A new paper means a new paper explainer. This post is all about our new paper on clathrin assembly.
Some background info
Endocytosis is the way that cells take up material from the outside world. The cell can make tiny vesicles that bud inwards from the cell surface and pinch off to travel inside the cell. This process is important for lots of things that cells do, so there is a lot of interest in how endocytosis works.
The main type of vesicle formed during endocytosis has a clathrin coat. It’s a polygonal assembly (hexagons and pentagons) of a protein called clathrin. This cage looks a bit like a football. What we looked at in this paper is how the clathrin cage is assembled so quickly during endocytosis.
Clathrin, the three-legged “triskelion” shown above, can be purified from tissue. It spontaneously assembles into the football shapes in the test tube. These assemblies can be imaged by electron microscopy and a high resolution view emerges (I wrote a bit about that here).
Clathrin’s secret sauce
The footballs assemble spontaneously, but there are conditions that affect how well assembly works. One secret assembly ingredient is a protein (hinge and appendage of beta2) which accelerates the process tremendously. This has been known for many years. The image below is over twenty years old.
This observation is puzzling since it is known that beta2 hinge and appendage (part of the AP2 complex) binds clathrin but it was thought that this is to do with bringing clathrin to the membrane right at the start of endocytosis.
Sarah Smith had assembled clathrin using this special ingredient and realised that by taking EM images of thousands of these assemblies she could find how beta2 binds to clathrin to accelerate its assembly. To her surprise she found it bound in two different places in the cage. One place had previously been reported (more on this below) and another was completely new.

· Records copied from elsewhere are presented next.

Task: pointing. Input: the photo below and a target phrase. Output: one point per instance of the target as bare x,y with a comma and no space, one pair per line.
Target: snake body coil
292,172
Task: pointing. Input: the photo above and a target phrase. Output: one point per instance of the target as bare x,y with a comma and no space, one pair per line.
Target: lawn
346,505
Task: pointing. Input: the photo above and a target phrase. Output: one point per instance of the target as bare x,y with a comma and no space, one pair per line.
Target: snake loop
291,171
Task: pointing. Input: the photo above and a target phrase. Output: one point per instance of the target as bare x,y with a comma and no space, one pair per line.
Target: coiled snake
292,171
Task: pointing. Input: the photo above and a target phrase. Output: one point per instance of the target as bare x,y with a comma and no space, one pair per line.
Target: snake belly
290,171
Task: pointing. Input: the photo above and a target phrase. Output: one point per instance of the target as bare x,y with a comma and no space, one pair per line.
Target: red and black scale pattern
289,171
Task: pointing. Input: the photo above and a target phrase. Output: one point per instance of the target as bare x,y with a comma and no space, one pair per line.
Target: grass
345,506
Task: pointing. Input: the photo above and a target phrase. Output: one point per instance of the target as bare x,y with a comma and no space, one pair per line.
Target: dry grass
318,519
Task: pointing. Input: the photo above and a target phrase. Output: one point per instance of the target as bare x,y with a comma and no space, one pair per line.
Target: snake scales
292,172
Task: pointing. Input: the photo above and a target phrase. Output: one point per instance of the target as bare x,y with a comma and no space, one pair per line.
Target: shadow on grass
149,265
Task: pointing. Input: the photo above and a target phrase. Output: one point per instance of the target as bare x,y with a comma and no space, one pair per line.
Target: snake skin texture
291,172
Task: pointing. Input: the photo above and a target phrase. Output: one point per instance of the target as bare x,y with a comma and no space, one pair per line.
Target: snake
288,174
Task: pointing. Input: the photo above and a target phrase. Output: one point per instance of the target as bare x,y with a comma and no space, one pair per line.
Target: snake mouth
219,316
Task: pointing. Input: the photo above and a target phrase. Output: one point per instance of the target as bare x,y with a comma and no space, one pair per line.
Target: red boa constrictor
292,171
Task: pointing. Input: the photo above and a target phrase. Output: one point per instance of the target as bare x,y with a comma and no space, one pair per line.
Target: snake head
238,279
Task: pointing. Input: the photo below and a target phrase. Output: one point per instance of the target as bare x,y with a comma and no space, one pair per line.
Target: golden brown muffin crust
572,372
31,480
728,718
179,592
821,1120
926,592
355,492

Two really nice papers were published last year showing that beta2 binds in two different locations in the clathrin cage (Kovtun et al., 2020 and Paraan et al., 2020). Each paper used a different method of preparing the cages and had come to different conclusions about where beta2 binds. Sarah’s data brought the total number of modes of binding to three! So it seems that this binding is multi-modal. There may be even more binding sites!

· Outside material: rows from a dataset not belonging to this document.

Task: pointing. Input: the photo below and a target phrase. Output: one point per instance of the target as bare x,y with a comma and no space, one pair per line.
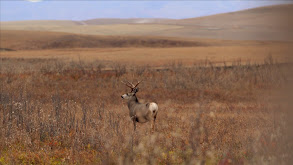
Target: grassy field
263,23
56,111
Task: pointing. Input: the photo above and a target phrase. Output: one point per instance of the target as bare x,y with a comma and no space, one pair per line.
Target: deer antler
137,84
128,84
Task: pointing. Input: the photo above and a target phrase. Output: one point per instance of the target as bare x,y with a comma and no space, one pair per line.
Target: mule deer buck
140,112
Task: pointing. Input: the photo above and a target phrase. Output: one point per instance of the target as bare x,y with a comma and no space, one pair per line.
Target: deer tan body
140,112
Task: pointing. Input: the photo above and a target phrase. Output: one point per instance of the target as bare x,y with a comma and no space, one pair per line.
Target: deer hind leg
134,122
154,122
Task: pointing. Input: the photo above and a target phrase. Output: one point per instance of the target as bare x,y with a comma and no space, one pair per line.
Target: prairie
263,23
223,84
70,112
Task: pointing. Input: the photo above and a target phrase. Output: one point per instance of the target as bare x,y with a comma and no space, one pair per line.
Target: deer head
133,91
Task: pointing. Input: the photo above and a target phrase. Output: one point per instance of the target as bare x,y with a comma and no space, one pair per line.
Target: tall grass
60,112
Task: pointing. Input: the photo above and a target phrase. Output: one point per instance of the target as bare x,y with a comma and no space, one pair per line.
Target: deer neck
132,102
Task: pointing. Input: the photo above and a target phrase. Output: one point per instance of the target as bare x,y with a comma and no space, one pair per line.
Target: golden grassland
263,23
162,56
57,111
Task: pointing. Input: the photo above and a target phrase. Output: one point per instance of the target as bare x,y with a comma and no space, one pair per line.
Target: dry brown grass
60,112
264,23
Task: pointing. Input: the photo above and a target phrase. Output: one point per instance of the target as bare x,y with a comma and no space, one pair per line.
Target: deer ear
136,90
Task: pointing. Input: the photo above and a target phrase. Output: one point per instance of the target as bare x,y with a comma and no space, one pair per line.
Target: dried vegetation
58,112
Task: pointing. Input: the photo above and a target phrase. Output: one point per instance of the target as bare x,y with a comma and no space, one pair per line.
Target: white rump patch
153,107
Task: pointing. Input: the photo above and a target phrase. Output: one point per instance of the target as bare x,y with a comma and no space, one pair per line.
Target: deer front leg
133,118
153,123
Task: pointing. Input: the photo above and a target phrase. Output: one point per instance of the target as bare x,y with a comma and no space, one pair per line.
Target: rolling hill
36,40
263,23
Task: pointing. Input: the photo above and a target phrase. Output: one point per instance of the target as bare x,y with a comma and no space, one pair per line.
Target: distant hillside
29,40
263,23
111,21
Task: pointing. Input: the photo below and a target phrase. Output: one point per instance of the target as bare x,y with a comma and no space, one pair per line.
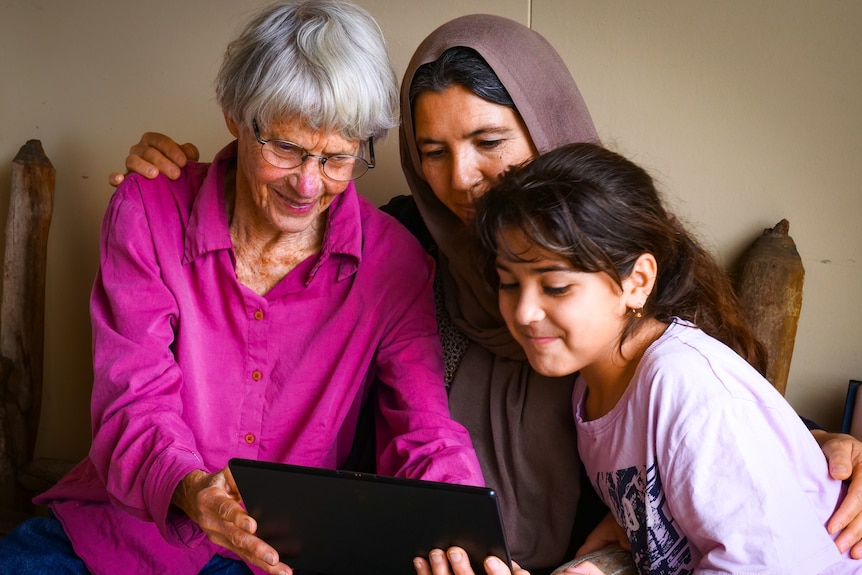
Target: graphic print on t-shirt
639,504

What does this tell us? Well, when looked at each mode of binding we noticed that they all have one thing in common: they crosslink distinct triskelia. This would explain why beta2 is not just needed to bring clathrin initially, but it accelerates assembly by crosslinking the units in the assembly. It also consolidates the findings of all three papers.

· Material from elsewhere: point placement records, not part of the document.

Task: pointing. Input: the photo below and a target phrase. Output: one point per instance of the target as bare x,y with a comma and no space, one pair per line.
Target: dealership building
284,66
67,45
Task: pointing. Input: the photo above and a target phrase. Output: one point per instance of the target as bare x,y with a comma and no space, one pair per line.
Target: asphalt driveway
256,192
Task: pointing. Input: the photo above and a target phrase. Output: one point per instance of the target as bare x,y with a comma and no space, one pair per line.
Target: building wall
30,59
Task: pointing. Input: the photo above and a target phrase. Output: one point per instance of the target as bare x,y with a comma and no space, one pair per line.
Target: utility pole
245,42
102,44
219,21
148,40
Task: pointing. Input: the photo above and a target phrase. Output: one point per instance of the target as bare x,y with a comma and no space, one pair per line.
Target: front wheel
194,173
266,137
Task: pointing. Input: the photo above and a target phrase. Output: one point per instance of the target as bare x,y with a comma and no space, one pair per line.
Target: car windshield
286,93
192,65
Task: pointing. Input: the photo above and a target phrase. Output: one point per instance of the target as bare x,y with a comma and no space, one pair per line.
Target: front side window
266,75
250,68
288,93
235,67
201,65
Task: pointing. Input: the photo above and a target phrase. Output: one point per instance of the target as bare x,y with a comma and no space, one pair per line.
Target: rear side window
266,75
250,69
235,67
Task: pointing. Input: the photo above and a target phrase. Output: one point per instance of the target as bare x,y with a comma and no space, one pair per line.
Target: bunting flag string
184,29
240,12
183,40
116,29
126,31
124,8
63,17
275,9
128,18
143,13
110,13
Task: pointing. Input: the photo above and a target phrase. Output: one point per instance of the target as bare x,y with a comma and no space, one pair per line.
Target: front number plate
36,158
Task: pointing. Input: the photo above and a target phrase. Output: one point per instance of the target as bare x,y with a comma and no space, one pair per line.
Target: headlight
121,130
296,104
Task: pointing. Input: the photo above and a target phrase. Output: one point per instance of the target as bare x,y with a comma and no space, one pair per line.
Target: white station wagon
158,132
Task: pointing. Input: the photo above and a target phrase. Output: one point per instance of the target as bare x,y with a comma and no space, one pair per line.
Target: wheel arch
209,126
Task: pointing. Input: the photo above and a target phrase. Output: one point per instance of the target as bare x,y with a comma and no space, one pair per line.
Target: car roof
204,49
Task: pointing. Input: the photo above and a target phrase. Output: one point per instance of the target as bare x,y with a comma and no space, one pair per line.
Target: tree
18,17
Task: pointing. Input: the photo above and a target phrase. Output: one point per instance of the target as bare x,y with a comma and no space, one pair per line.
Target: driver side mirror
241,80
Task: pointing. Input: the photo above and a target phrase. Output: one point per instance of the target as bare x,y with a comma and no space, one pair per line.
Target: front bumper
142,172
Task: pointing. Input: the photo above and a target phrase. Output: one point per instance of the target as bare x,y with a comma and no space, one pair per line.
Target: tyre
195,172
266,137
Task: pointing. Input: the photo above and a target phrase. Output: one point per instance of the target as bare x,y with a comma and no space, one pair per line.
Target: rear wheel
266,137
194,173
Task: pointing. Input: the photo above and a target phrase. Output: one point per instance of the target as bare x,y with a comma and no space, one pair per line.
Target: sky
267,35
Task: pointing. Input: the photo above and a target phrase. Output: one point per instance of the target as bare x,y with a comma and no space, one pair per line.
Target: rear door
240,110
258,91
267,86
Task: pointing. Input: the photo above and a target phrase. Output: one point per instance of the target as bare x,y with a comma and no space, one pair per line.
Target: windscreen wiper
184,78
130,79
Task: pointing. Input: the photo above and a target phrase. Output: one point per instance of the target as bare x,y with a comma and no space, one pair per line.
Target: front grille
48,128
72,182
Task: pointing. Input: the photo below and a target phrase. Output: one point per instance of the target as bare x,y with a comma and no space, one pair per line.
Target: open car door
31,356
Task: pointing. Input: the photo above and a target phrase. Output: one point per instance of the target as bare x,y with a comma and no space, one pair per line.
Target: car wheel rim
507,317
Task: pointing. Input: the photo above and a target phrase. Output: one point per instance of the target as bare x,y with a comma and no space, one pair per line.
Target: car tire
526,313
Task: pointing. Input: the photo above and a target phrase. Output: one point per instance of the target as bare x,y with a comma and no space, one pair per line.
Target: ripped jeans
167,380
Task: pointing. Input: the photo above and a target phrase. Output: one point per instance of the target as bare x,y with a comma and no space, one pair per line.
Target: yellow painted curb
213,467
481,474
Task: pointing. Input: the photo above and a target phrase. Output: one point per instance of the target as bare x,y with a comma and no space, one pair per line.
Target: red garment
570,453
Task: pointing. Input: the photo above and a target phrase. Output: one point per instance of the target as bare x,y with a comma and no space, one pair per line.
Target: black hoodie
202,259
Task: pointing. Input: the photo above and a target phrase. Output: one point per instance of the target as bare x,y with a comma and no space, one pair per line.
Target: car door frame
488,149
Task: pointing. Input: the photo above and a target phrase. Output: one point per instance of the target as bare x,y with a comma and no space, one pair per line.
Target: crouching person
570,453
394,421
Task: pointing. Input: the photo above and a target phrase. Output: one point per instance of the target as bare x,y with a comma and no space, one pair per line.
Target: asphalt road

We contributed some experiments in live cells. We have a trick where we can measure endocytosis which is induced by beta2 hinge and appendage alone – termed hot-wiring. This was important to translate what Corinne’s group has seen by EM with what happens functionally in the cell during endocytosis.
The people
This work was a collaboration between our lab and Corinne Smith’s group. Gabrielle Larocque led the cell biology side and Sarah Smith led the structural biology (cryoEM) work. Katie Wood helped with cryoEM experiments and Kyle Morris helped with structural analysis. Alan Roseman and Richard Sessions at Manchester and Bristol, respectively, contributed computational analyses.
Publication process
We put the manuscript up on bioRxiv on May 22 2021 and submitted it to EMBO J. We got some very supportive comments from the reviewers and we were able to address these with some small changes. This is the first minor revisions paper I have been involved with for a long time! It was accepted on Aug 3 2021, which makes it one of the quickest papers I’ve been involved with too. We were all very happy with the handling of the paper.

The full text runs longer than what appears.